Enno Schmidt: Die Initiative stellt zwei Fragen. Erstens: Was würdest du machen, wenn dein Einkommen gesichert wäre? Und zweitens: Bist du bereit, deinen Mitmenschen zuzutrauen, von Auflagen und Bedingungen frei zu sein, was die Existenzgrundlage angeht? Daraus ergibt sich die Hauptfrage: Was ist deine Motivation zur Arbeit? Ist deine Arbeit wirklich das, was du tun willst? Arbeit ist Leben. Gehört dir deine Arbeit? Gehört sie jemand anderem?

Das tönt reichlich abgehoben …
Schmidt: Nun, durch das Bedingungslose Grundeinkommen könnten Menschen mehr das arbeiten, was sie wirklich wollen. Dadurch müssten sie mehr Eigenverantwortung übernehmen und das kann die Leistung steigern. Muss man hingegen eine Arbeit machen, die man nicht  aus sich heraus will, was heute oft der Fall ist, fühlt man sich weniger verantwortlich und ist dementsprechend weniger produktiv. Im Kern geht es um die Verantwortlichkeit der Menschen.

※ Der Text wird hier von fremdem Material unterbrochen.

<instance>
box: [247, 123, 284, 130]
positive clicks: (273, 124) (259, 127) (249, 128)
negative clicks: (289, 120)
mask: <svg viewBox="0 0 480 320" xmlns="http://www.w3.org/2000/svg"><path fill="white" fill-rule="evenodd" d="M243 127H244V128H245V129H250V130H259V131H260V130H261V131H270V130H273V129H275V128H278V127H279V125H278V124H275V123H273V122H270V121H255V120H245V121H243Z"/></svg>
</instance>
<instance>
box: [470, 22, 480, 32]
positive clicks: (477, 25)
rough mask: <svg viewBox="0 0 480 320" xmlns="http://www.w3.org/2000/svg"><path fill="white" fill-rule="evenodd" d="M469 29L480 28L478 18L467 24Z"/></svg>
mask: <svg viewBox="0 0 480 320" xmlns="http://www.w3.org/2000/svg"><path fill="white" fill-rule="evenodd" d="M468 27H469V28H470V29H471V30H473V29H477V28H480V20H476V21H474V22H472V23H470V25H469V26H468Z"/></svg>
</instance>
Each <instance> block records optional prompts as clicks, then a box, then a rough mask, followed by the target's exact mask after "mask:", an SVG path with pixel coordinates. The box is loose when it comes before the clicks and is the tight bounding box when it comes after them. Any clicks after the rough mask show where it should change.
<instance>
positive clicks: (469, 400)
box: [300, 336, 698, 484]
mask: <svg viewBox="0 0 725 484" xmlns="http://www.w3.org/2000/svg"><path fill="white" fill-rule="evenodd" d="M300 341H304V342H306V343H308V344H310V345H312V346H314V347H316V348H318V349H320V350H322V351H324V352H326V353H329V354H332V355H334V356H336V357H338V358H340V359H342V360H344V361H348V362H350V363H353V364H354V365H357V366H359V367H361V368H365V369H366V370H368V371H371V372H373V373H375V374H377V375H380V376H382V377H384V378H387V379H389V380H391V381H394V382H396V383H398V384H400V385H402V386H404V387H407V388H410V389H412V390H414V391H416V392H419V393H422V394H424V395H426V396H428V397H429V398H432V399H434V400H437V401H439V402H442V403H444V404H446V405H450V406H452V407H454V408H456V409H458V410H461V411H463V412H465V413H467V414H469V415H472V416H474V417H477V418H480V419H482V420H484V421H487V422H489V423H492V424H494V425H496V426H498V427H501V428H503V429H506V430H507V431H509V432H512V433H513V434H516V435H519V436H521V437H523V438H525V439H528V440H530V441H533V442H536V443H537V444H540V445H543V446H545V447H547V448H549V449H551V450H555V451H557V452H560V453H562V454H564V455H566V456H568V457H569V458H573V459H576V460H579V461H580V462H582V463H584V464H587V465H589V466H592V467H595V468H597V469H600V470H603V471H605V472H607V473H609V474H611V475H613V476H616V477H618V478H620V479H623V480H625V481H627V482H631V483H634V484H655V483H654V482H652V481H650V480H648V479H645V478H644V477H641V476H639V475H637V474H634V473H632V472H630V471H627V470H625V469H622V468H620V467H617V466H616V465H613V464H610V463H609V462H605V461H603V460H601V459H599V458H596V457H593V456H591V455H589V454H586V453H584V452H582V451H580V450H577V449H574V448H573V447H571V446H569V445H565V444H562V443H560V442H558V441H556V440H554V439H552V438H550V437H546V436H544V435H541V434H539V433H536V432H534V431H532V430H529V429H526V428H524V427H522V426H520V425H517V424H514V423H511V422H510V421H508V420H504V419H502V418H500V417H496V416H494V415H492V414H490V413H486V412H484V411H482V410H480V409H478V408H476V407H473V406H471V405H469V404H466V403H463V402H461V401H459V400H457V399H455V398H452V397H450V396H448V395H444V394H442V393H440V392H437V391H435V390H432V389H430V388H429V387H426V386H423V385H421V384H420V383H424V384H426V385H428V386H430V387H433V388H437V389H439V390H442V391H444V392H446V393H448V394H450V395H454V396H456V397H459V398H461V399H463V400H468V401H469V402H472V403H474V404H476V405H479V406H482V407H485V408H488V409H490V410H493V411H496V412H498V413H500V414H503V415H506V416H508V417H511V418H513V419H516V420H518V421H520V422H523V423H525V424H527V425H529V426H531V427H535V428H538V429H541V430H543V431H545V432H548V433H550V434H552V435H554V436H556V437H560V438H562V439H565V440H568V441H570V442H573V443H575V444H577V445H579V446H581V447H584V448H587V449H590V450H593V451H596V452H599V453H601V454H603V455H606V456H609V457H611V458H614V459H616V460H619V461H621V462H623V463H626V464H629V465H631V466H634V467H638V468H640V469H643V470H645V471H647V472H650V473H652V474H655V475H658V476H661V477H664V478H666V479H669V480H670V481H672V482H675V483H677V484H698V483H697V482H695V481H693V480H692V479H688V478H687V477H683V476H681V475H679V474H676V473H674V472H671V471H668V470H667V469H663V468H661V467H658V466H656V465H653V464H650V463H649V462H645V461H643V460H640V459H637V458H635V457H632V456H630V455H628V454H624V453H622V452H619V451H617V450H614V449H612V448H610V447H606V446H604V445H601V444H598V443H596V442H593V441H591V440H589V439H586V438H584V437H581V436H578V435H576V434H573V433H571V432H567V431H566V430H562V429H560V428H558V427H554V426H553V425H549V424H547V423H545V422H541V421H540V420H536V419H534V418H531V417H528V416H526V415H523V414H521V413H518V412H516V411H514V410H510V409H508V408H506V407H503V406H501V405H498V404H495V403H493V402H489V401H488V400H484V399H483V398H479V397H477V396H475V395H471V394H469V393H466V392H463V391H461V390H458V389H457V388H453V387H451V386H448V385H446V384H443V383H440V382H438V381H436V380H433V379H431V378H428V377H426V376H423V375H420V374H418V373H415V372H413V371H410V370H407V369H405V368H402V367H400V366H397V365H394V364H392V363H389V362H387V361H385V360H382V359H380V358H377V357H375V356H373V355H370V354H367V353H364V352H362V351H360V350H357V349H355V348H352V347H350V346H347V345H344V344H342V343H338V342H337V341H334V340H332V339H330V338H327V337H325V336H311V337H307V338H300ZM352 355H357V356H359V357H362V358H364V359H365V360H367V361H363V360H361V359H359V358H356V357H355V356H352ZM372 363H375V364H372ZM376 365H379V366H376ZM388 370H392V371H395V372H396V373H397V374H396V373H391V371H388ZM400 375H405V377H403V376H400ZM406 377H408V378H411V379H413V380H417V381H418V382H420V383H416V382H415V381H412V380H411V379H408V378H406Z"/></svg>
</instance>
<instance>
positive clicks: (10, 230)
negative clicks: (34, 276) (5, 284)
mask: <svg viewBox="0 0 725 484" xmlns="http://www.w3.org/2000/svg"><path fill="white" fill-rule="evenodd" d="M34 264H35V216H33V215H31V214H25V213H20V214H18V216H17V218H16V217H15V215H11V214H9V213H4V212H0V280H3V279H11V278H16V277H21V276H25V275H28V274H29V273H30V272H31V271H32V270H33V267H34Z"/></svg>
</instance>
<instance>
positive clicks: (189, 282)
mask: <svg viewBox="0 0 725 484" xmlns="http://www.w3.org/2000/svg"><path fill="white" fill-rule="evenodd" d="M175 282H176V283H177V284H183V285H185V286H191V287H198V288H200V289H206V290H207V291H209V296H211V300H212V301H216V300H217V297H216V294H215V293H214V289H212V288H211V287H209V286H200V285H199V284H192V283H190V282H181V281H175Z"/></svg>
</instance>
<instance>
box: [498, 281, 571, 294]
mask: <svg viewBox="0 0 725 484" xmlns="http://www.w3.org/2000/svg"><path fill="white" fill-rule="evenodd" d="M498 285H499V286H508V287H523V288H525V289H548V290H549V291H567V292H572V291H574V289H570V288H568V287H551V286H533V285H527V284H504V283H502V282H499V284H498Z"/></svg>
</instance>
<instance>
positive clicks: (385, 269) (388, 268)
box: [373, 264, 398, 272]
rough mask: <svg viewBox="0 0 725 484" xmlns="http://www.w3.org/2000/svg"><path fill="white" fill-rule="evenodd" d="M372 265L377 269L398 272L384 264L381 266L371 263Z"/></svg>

Häni: Wir stehen vor den Toren der 4. industriellen Revolution. Der Tesla ist ein Symbol dafür. Alles, was wir berechnen können, das muss nicht mehr vom Menschen gemacht werden. In welche Richtung müssen wir die Menschen also ausbilden? Im Bereich des Unberechenbaren. Die Menschen sind dort gefragt, wo sie sich von den Maschinen unterscheiden. Sie werden das tun, was die Maschinen nicht können. Darauf sollten wir jetzt reagieren und nicht erst, wenn wir müssen.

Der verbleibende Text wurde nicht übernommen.